B. Van der Putten expose l’historique de ce qu’il a déjà entrepris, il a adressé une note synthétique
en gendarmerie, les gendarmes se sont déplacés, le garde champêtre aussi. Il propose d’organiser
une réunion publique avec les riverains, et la gendarmerie.
S. Lepauw : il y a un risque de confusion du numéro d’urgence mairie avec les seuls numéros
d’urgence à contacter en cas de besoin qui sont le 112 – 15 – 17- 18 ; il faut noter aussi que la
gendarmerie a très peu d’équipes pour intervenir sur le secteur ;
P. Bagot conseille de prendre des mesures envers les perturbateurs, et déposer plainte.
B. Van der Putten répond qu’il est conscient d’avoir un devoir de police et de maintien de l’ordre
mais n’a pas de pouvoir de répression, il est preneur de conseils.
Madame Dagueneau voudrait également qu’un rappel soit fait dans le flash concernant la
réglementation sur les chiens dangereux.
Pour en finir sur ce sujet, B. Van der Putten propose d’engager une démarche avec la
Gendarmerie, pour tenter de solutionner ce problème essentiellement dû, d’après lui, à un
mélange de population, familles avec enfants, personne seule, toutes catégories d’âges etc… qui
n’ont pas la même façon de vivre ; il faut prendre conscience que tout le monde doit se respecter
pour le bien vivre ensemble.16
Carole Begue : expose une situation qu’elle a vécu dans la cité, et réglé en faisant preuve de
diplomatie ; il faut savoir supporter les autres, savoir faire passer ses idées sans heurter, tout est
une question de pédagogie pour vivre en communauté.

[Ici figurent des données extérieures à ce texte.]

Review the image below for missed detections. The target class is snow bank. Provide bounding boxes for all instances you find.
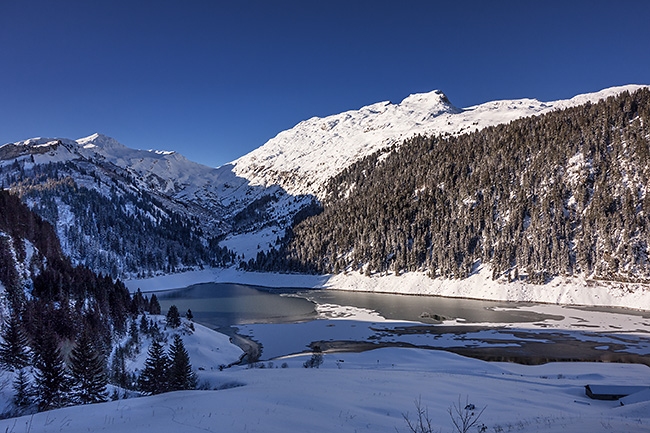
[125,265,650,311]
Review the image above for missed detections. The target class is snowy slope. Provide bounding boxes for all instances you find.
[1,347,648,433]
[232,85,647,198]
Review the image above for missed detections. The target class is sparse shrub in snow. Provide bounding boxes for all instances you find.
[303,346,323,368]
[399,396,437,433]
[448,396,486,433]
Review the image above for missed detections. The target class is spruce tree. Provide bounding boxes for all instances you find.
[138,339,169,395]
[139,314,149,335]
[149,294,161,315]
[128,319,139,347]
[69,332,108,404]
[168,335,197,391]
[166,305,181,328]
[33,329,68,411]
[0,314,30,371]
[110,345,130,389]
[13,368,32,410]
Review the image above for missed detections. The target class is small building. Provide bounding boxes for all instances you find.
[585,385,650,401]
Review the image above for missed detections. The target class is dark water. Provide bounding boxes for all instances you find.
[151,283,650,363]
[151,282,563,332]
[152,283,318,329]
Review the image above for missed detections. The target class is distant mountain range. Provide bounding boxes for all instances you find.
[0,84,646,278]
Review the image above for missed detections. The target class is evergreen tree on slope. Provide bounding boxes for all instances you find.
[0,313,30,371]
[33,328,69,411]
[69,332,108,404]
[138,339,169,395]
[168,335,197,391]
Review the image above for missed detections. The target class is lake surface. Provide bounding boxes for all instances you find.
[152,282,650,364]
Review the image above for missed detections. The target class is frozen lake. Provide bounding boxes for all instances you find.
[152,283,650,363]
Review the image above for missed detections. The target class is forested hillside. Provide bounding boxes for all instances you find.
[0,189,132,410]
[1,160,234,278]
[251,89,650,284]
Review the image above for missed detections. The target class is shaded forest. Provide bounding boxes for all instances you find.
[1,161,234,278]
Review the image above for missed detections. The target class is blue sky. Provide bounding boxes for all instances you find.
[1,0,648,167]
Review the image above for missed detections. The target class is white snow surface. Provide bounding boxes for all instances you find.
[126,265,650,311]
[1,347,648,433]
[123,315,244,375]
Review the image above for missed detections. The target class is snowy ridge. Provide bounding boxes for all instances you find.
[232,85,647,198]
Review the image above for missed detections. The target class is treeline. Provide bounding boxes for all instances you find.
[1,161,235,278]
[248,88,650,284]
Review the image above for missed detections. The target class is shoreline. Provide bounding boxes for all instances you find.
[125,266,650,311]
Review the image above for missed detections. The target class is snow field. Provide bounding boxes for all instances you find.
[1,348,648,433]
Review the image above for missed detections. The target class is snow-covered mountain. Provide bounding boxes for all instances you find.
[1,84,646,275]
[232,85,646,198]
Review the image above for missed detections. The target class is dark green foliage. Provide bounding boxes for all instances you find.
[138,340,169,395]
[139,314,149,334]
[131,289,146,315]
[166,305,181,328]
[13,368,32,410]
[129,319,140,347]
[168,335,197,391]
[149,294,161,315]
[0,314,31,371]
[2,171,235,278]
[69,332,108,404]
[186,309,193,321]
[0,189,136,413]
[254,89,650,284]
[110,345,133,390]
[33,328,69,411]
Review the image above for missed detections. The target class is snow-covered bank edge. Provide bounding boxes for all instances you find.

Ensuite, un adhérent du club BLCP prend la parole pour exprimer son opinion sur le club BLCP
qu’il a intégré, les échanges avec la mairie, son fonctionnement, l’entretien du plan d’eau des
Genièvres qui est un des plans d’eau le plus poissonneux et le plus réputé de très loin, un bon
fonctionnement de son écosystème, la tonte écologique par l’association les Traits du Val de
Loire, un lieu prisé pour tous les pêcheurs y compris les bellevillois il pense que la cohabitation
des pêcheurs est tout à fait possible.
Monsieur le Maire met fin aux discussions, et lève la séance à vingt deux heures vingt.